Viewpoint by Sergio Duarte

The writer is President of Pugwash Conferences on Science and World Affairs. Former United Nations High Representative for Disarmament Affairs.

NEW YORK (IDN) – The entry into force of the Treaty on the Prohibition of Nuclear Weapons (TPNW) on January 22 prompted many comments from different quarters on the importance and significance of this new addition to positive international law. In accordance with its Article 15.1 the Treaty entered into force 90 days after the deposit of the 50th instrument of ratification. So far, 86 states signed and 52 have already ratified it  [2021-01-28 | 28] ARABIC | HINDI | JAPANESE

UN Secretary-General António Guterres hailed the Treaty as “an important step towards a world free of nuclear weapons” and called on all countries “to work together to realize this vision, for our common security and collective safety”. Media in many parts of the world highlighted the fact that the TPNW is the first-ever instrument to ban all nuclear weapons and noted the strong opposition of the nuclear armed nations to it.

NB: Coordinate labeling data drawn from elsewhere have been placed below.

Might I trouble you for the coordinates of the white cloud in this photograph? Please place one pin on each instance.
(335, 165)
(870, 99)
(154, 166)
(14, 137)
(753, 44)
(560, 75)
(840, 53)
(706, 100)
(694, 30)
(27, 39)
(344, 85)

Civil society organizations and public opinion in many countries, including those that possess atomic arsenals, and their allies celebrated the entry into force as a historic step to rid the world of the last standing category of weapons of mass destruction.

In an article for the Bulletin of Atomic Scientists dated January 22, former United States Secretary of Defence William Perry wrote: “The ban treaty rightly establishes abolition as the standard that all nations should be actively working to achieve, rather than an indeterminate future goal” and closed his powerful piece by saying that “America prides itself on being a nation of trailblazers; let us be the first nuclear-armed nation to blaze this new trail toward the top of the nuclear-free mountain.”[1]

The same rationale that successfully supported and promoted the negotiation and adoption of the treaties that ban the other two categories of weapons of mass destruction – bacteriological (biological) and chemical[2] – certainly supports the prohibition of nuclear arms.  There is a substantial difference between the partial prohibitions contained in Article II the Treaty on the Non-proliferation of Nuclear Weapons and the all-encompassing ban set forth by the TPNW, which applies to every Party, regardless of whether or not they possess nuclear weapons.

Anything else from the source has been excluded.